Specifically, Mr. Shoji had questions about an "incumbency certificate," which purported to give Mr. Reiners the authority to enter into contracts and conduct business on Philip Morris' behalf until Dec. 31, 2003. The certificate was signed Oct. 26, 1995, by Mr. Reiners, giving his title as "chief operations officer," and by Diane M. McAdams, an assistant corporate secretary.

Mr. Wetteroff provided a copy of the certificate to Mr. Shoji, who in turn faxed it to Ms. McAdams at her Philip Morris office in Manhattan.

Ms. McAdams' response was quick and blunt: "This is a phony certificate."

"Mr. Edward J. Reiners is not an elected officer of Philip Morris Companies Inc.," she continued. "I do not know a Mr. Edward J. Reiners, and the signature that appears on the certificate is not mine."

Mr. Shoji immediately notified NationsBank, which in turn called officials at Signet.

The FBI was called.

On the weekend of March 16-17, FBI agents interviewed bankers at NationsBank and Signet.
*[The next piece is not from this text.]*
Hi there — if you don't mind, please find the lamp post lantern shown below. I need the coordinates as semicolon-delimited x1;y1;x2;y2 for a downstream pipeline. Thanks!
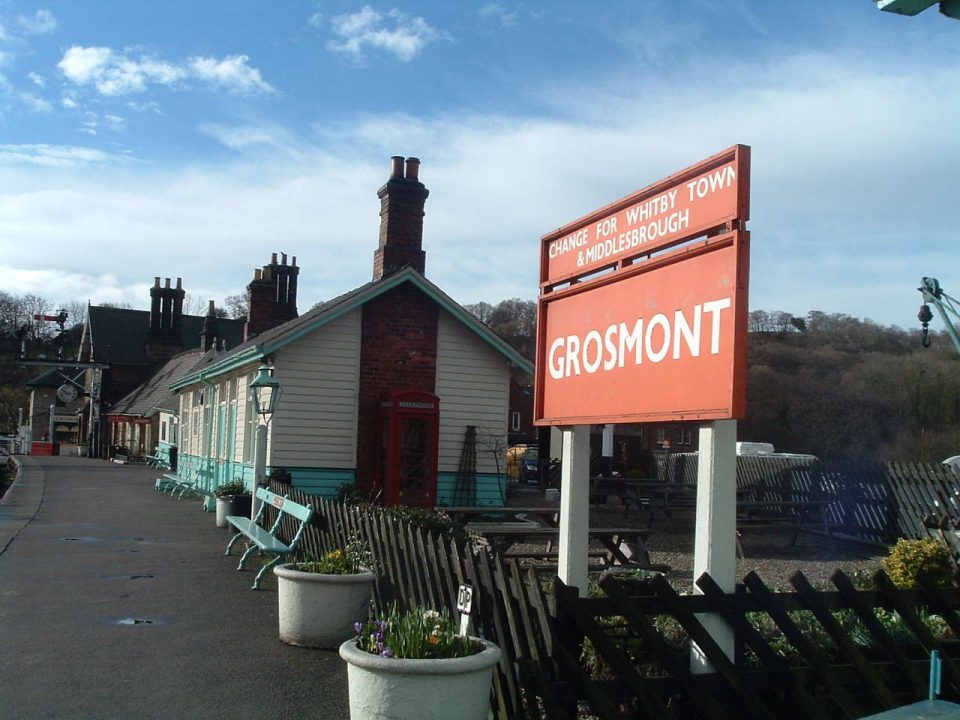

Mr. Nelson, of Nelco, first learned about a possible problem when a banker called him at home about 5 p.m. Saturday, March 16.

Later that evening while he was being interviewed by an FBI agent, Mr. Reiners called from New York, an FBI affidavit states.

Mr. Nelson put the call on the speakerphone, allowing the agent to listen in.

Mr. Reiners explained that a fax would be sent to NationsBank from Diane McAdams, explaining why she had previously denied the authenticity of the incumbency certificate.

The two-page fax arrived at the bank at 11: 35 p.m. Saturday.

"On March 15, I was contacted by Long-Term Credit Bank of Japan regarding the validity of the incumbency certificate referencing Mr. Edward J. Reiners," stated the letter, written on Philip Morris stationery. "I was not in possession of a confidentiality agreement executed with Long-Term Credit Bank and therefore I responded in order to protect the confidentiality and high level of security surrounding Project Star. For your records the incumbency certificate authorizing Mr. Edward J. Reiners as Chief Operations Officer for Project Star is valid and was signed by me "

The letter was signed, "Sincerely, Diane McAdams."